林怡婷， 林雨虹， 阮 梅， 朱艳阳， 张秋玉,2

结直肠癌是常见的恶性肿瘤，其发病率逐年增加。2015年美国《临床医师癌症杂志》公布的研究报告显示，2000-2011年，我国结肠癌的发病率和死亡率已跃居恶性肿瘤第5位[1]。肝脏是结肠癌最常见的转移部位，肝转移是结肠癌患者最主要的死因，肝转移患者的平均生存期仅为4～7月[2-3]。有关结肠癌肝转移的作用机制尚不明确。既往用于研究结肠癌肝转移的动物模型多采用免疫缺陷的小鼠进行荷瘤。这些模型存在T或B细胞功能缺陷，无法用于分析转移灶组织免疫微环境的改变及探讨免疫治疗措施的疗效[4]。本研究首先构建并筛选具有稳定表达萤火虫荧光素酶(firefly luciferase, FLuc)的小鼠结肠癌细胞(MC38-luc)；其次，通过脾内注射途径建立小鼠结肠癌肝转移模型，应用小动物活体成像技术实时观察小鼠结肠癌细胞发生肝转移过程。该研究结果将为后续深入探讨结肠癌肝转移的免疫学机制及免疫治疗策略奠定一定的实验基础。

1 材料与方法

1.1材料

1.1.1动物 6～8周龄雌性C57BL/6小鼠，体质量20～22 g[上海斯莱克实验动物有限责任公司，许可证号：SCXK(沪)2012-0002]，饲养于福建医科大学实验动物中心，动物伦理审查号为2017-031。

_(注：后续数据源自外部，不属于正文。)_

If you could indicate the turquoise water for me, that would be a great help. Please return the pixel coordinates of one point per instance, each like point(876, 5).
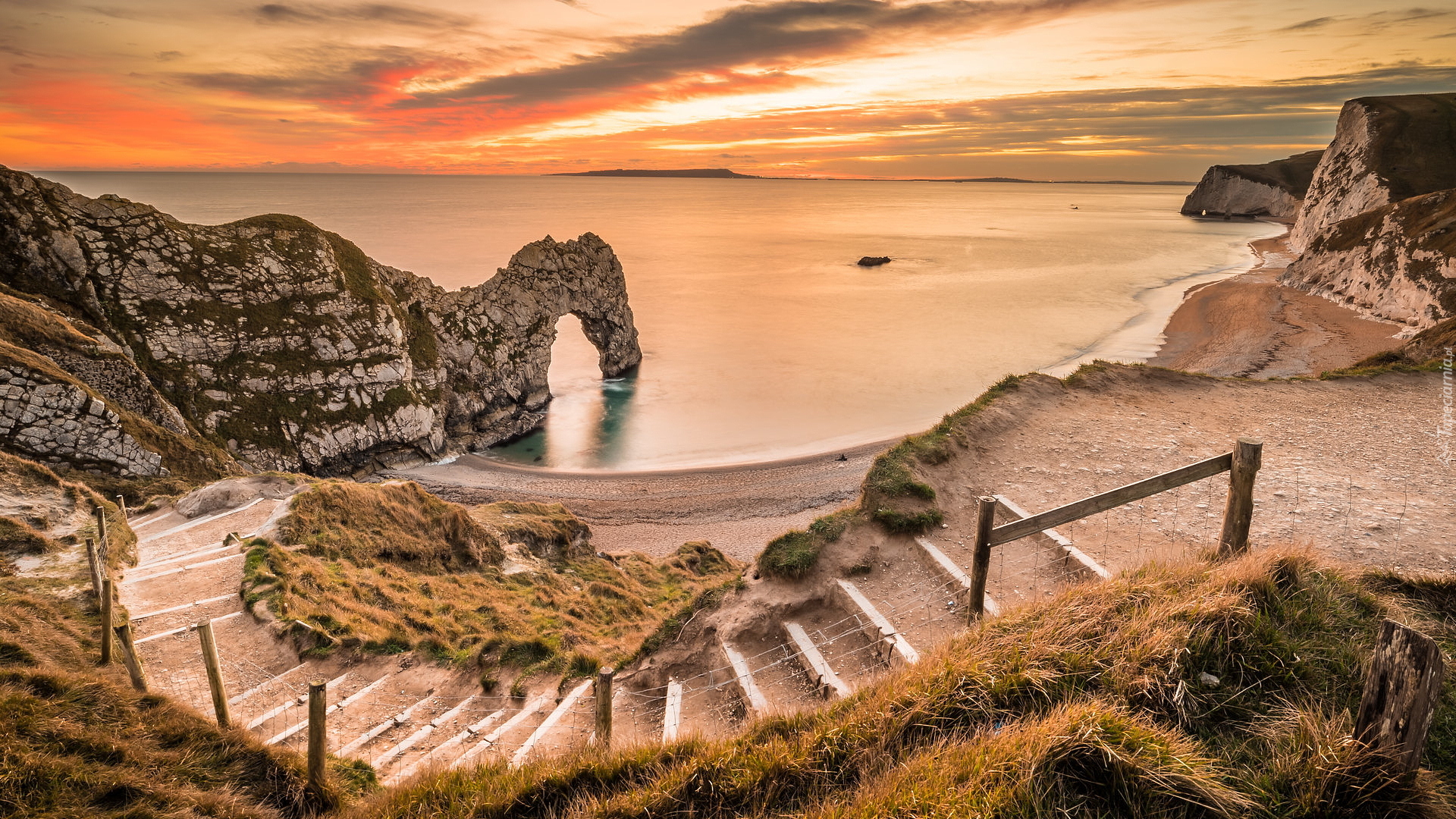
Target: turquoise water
point(761, 335)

1.1.2细胞系及试剂 MC38小鼠结肠癌细胞为本实验室长期保存细胞系；pGL4.50-luc2/CMV/Hygro质粒及荧光素酶报告基因检测试剂盒(美国Promega公司)；Lipofectamine 2000转染试剂(美国Invitrogen公司)；无内毒素质粒中量抽提试剂盒(北京天根生化技术研究所)；D-luciferin(美国Perkin Elmer公司)；RPMI 1640培养液及添加剂、LB培养基、潮霉素、氨苄青霉素和水合氯醛(美国Sigma公司)；H-E染色液(南京建成科技有限公司)。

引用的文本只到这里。